ISF and Plan Indonesia visited a third rural community in Manggarai in which we refined activities that we trialled with previous communities and tried out a few more. Community members impressed on us their insights on how climate affects water and sanitation access for women, men and people with disabilities, and were keen to design local solutions to challenges they face.

Woman talking to group

Having experienced and learned so much from the three communities that hosted us, ISF and Plan Indonesia staff turned to reflecting on all that we learned and how our newly acquired knowledge can be used to strengthen Plan Indonesia’s Water for Women program. We collaboratively analysed each activity we implemented, highlighted our key lessons learned, and discussed how Plan Indonesia can apply what we learned in their program. The result was a co-designed outline of a guidance note, which will be fully developed in the coming weeks, on how considerations of climate change impacts can be integrated into Plan Indonesia’s programming.

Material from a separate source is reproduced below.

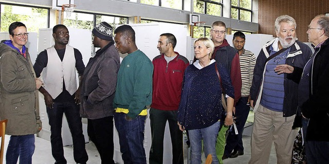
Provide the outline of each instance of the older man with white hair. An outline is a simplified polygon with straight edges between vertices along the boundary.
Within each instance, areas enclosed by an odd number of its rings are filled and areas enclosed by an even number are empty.
[[[315,52],[305,67],[284,64],[275,70],[291,74],[287,78],[299,83],[298,113],[303,117],[307,163],[329,163],[329,17],[316,16],[306,33]]]
[[[278,65],[303,67],[312,55],[309,47],[297,41],[296,23],[289,15],[275,22],[277,38],[261,50],[250,88],[250,105],[255,112],[249,163],[267,163],[274,142],[278,163],[290,163],[294,140],[292,130],[297,109],[298,84],[274,71]]]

Colleagues standing together

To conclude our trip, ISF staff and Research Consultant Fransiska Sugi, held a Seminar at the St Paul Catholic University of Indonesia in Ruteng. During the Seminar, we presented preliminary findings of our research to over 60 attendees from local government, local NGOs, and students/staff. We were delighted to receive and discuss numerous interesting questions from a very engaged audience. For example a student inquired about what long-term solutions are needed to address climate change beyond making near term changes, and an academic asked how our social analysis approach and understanding of local culture and values can strengthen approaches to assessing climate change impacts. Another participant confirmed our analysis with the findings from their own study that women are more affected by water and sanitation issues in Manggarai.

inside the seminar

We are looking forward to developing multiple outputs with Plan Indonesia that will detail our learnings. These will appear on this website, so stay tuned. In the meantime, ISF is also preparing its next trip to Timor-Leste with WaterAid. We can’t wait to see what else we will learn about climate change and inclusive WASH in a new country context and with a new Water for Women program!